Till then I do the best I can. Waking every day with the knowledge that I hold dear.
My best friend is a super hero.

Hello Blogsville.
I have a secret to share.


Atutupoyoyo said...

Very heart rendering. Filled with plenty allusion and double meaning.

You are friends with Toochi right?

Atutupoyoyo said...

Actually the post is about duality in many ways.

I have a theory to share...

OluwaDee said...

Ur friend is indeed a super hero.

theicequeen said...

you know the weird thing? this pot will affect many people in many ways. for me, from the start it brought tears to my eyes. I lost a school mate to Sickle Cell anaemia less than two months ago, lost another one less than a week ago, rumoured to be the same thing.

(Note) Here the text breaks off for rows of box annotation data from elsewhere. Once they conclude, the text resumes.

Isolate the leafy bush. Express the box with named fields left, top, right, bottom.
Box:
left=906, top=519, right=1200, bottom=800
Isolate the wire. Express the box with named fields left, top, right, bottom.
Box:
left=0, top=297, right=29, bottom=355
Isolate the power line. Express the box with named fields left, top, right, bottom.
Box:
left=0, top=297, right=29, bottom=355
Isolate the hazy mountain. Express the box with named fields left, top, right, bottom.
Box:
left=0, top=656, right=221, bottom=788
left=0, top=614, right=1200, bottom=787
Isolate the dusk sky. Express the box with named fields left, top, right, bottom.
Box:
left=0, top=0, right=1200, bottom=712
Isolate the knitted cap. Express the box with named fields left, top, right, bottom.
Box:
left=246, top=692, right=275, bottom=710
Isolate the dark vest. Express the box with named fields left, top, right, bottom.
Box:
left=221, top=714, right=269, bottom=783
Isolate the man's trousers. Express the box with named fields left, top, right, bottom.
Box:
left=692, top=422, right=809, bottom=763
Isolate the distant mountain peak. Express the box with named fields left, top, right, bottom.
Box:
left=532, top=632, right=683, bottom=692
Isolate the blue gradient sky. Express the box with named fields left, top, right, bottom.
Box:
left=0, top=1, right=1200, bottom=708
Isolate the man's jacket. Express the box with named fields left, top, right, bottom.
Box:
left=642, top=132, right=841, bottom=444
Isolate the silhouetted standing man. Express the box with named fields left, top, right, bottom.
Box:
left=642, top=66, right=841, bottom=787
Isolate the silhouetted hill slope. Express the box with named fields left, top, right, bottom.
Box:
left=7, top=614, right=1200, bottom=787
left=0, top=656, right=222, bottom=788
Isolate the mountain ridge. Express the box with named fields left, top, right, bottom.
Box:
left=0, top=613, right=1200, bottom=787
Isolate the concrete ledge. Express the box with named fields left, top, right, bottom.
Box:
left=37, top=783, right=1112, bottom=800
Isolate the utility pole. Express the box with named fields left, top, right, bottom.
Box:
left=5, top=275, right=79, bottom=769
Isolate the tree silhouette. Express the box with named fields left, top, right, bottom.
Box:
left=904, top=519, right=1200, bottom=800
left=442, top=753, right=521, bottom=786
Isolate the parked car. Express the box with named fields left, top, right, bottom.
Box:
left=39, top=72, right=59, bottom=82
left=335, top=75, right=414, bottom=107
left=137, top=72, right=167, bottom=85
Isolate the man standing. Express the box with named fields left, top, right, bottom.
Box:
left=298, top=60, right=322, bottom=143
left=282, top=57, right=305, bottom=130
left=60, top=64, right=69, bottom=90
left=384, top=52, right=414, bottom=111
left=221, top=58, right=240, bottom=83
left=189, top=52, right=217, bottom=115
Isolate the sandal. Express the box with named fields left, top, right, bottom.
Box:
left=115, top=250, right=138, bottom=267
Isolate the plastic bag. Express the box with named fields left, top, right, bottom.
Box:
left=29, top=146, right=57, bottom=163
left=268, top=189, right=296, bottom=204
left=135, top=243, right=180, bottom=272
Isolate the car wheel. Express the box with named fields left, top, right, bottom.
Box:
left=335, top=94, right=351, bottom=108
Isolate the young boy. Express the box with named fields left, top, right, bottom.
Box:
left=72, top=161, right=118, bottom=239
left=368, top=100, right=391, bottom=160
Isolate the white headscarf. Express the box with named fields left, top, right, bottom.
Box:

Your friend is friends didnt live to the stage where they had the chance to be heroes..who knows, maybe its all for the better...

Asclepius said...

NICOSAN for the Treatment of Sickle Cell Disease

I would like to make you aware that there is a
non-toxic viable treatment for sickle cell in the
world and awaiting application for approval in the
U.S. and E.U.

Through awareness there may come availability for
those who so desperately need it. All it is going to
take is the effort of a few individuals, patients and
doctors to make this drug a reality in the U.S. sooner
than later. Although this drug was developed in
Nigeria, the man behind it, Dr. Ramesh Pandey is a
distinguished biochemist who has worked for the
National Cancer Institute's (NCI) Frederick Cancer
Research Center as a Senior Scientist, Head of the
Chemistry Section, Abbott Pharmaceuticals and
produced the first commercially viable generic version
of Vancomycin for Lyphomed Inc., a Visiting Professor
at the Waksman Institute of Microbiology at Rutgers,
the State University of New Jersey, holds patents for
biotechnology analysis and rare drug production
processes. He also holds several US and international
patents for paclitaxel and its new analogs. He is a
member of the Editorial Board of the International
Journal of Antibiotics and of several professional
societies. He has been awarded several grants from
NASA, NCI and NIH. The drug NICOSAN has been granted
Orphan Drug Status by both the FDA and E.U..

There is a relatively new treatment for sickle cell being
produced in Nigeria by an American company called NICOSAN®,
it's proprietary name is NIPRISAN® . It was developed on
the premise of traditional Nigerian plant based medicinal
practices for the treatment of sickle cell disease.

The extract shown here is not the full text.